Sometimes I think movie critics deserve to be considered among the world's great humanitarians. After all, we suffer through a lot of astonishingly bad movies so you won't have to. Movies like The Big Hit. Here's an action/comedy that has very little action and not a single laugh. Who greenlighted such an inane, moronic, obnoxious movie? This is the kind of picture that usually goes straight to video; how did it end up in theaters nationwide?

Mark Wahlberg stars as Melvin Smiley, a hitman with a conscience. Melvin can't tolerate it when someone doesn't like him (the relatives of the hundred or so people he's killed in his career probably don't think too highly of him, another character points out). He swigs Maalox, lives with his annoying fiancee Pam (Christina Applegate) who wants him to convert to Judaism and give all his money to her parents, and fools around with his mistress (Lela Rochon) who serves absolutely no purpose to the story. There's also a geeky video store clerk who hounds Melvin to return an overdue copy of King Kong Lives.

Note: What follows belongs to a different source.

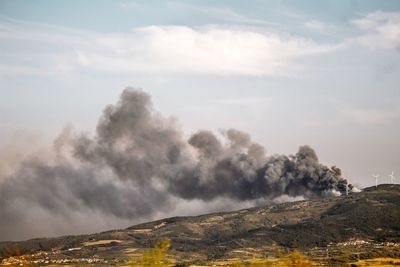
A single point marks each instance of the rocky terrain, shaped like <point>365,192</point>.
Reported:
<point>332,230</point>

Melvin is part of a hitman group that also features a white kid who talks and acts like a gangsta rapper, a guy who has given up sex with women for the joys of masturbation (ha,ha,ha - not!), and a flamboyant Hispanic named Cisco (Lou Diamond Phillips, in what movies often refer to as "the Lou Diamond Phillips role"). The gang conducts an unauthorized kidnapping where the target is a young Japanese woman with a very wealthy father. She, however, is the goddaughter of the gang's crime boss. He flips out and orders a hit on whoever is behind the kidnapping; Cisco blames Melvin, which leads to a sort-of Civil War within the gang.

I knew The Big Hit was in trouble in the opening scene. Melvin has brought a corpse to his mistress's house and tossed the dismembered remains into the bathtub. The woman comes in and - in the course of making out with Melvin - accidentally puts her foot into the tub, squishing the man's bloodied limbs underneath her toes. I'm not sure what kind of person would actually find something like that funny, but I am certainly not of that kind.

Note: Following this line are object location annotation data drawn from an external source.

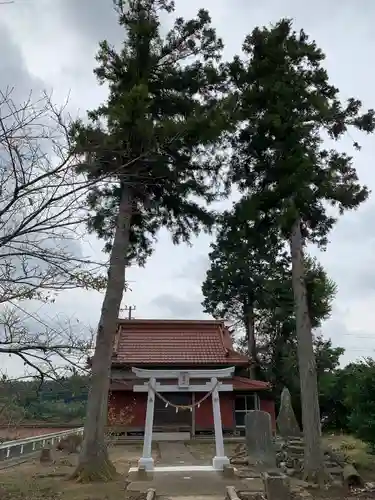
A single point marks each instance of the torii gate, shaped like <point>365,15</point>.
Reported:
<point>183,377</point>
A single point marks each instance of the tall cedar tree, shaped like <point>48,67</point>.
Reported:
<point>245,268</point>
<point>152,146</point>
<point>287,106</point>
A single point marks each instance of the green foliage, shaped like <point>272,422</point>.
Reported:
<point>245,267</point>
<point>347,397</point>
<point>159,131</point>
<point>287,105</point>
<point>54,401</point>
<point>360,398</point>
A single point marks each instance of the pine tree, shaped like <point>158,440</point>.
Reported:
<point>244,274</point>
<point>288,106</point>
<point>152,153</point>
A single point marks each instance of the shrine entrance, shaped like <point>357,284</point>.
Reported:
<point>178,381</point>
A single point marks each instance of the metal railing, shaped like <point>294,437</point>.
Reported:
<point>21,447</point>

Comedy - or what is alleged to be comedy - actually makes up the bulk of the film. There's an action scene at the beginning and another one at the end, but the center of the movie is mostly a failed domestic farce. Melvin's future in-laws (Lainie Kazan and Elliot Gould) come to visit; there's a lot of inter-familial strife; Melvin tries to hide the kidnap victim from them while secretly falling in love with her; and Pam decides she wants to break up with Melvin. Sadly, Pam and her parents are portrayed with every offensive Jewish stereotype imaginable (the fact that they scheme so blatantly to get Melvin's money even after Pam breaks up with him is particularly disturbing). The Jewish characters in this film are so stereotypical, they make Fran Drescher's character on The Nanny look like she just stepped out of Schindler's List.

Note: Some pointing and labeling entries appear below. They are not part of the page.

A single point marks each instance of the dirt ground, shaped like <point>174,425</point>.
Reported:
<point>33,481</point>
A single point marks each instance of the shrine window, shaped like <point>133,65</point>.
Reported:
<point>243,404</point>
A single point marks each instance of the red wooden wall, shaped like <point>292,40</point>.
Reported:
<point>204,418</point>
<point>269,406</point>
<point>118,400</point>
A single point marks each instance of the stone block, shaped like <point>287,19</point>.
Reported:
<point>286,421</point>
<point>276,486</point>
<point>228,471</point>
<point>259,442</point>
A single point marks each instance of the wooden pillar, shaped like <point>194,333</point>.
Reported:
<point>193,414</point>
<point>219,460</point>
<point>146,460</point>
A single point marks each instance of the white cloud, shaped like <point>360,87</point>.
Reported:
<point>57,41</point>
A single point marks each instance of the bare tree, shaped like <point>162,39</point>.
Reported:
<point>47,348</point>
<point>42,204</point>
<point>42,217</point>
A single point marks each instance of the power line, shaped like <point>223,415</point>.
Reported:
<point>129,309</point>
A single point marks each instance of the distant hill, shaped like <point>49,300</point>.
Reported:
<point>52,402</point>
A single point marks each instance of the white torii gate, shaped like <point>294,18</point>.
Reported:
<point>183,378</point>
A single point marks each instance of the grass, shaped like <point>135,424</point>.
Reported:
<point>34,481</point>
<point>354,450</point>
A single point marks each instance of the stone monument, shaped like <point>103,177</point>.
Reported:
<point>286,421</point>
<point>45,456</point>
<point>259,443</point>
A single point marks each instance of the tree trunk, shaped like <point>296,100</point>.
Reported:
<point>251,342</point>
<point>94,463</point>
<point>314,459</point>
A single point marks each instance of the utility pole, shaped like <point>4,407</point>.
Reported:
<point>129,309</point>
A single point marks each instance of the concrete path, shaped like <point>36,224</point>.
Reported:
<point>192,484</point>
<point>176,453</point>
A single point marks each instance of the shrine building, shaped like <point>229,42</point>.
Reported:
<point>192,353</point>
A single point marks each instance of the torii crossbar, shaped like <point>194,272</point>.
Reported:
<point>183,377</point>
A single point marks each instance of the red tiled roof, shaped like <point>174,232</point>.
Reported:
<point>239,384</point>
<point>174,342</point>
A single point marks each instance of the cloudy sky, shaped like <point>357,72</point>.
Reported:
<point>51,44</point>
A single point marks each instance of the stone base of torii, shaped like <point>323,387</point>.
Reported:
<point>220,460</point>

When The Big Hit does feature action, it obviously wants to emulate the Hong Kong style of action movies. The director is Che-Kirk Wong, who directed Jackie Chan's Crime Story. However, this movie fails to live up to its intentions. Hong Kong action movies have an added dimension of excitement because the stunts are real: no computer effects, no blue-screening, no miniatures - just real people risking life and limb in a fast-paced ballet of violence. The Big Hit, meanwhile, uses el-cheapo special effects to create implausible action "moments." An example: a car goes off a (styrofoam) cliff and is saved from plunging when it lands on a small branch jutting out from the side. Yeah, right, uh-huh. The Hong Kong movies also rely on the charismatic personalities of action stars like Jackie Chan and Chow Yun-Fat. No one is this movie even comes close to exhibiting that kind of action cool.

The Big Hit is a movie that I can honestly say is completely without merit. It's not funny, the action scenes (quite frankly) suck, and there's not a decent performance anywhere. Even the name of this film is lame. But I can improve it; just put the letter 'S' in front of the last word of the title, and you have a perfect description of what this movie is.

( out of four)


The Big Hit is rated R for graphic violence and profanity. The running time is 90 minutes.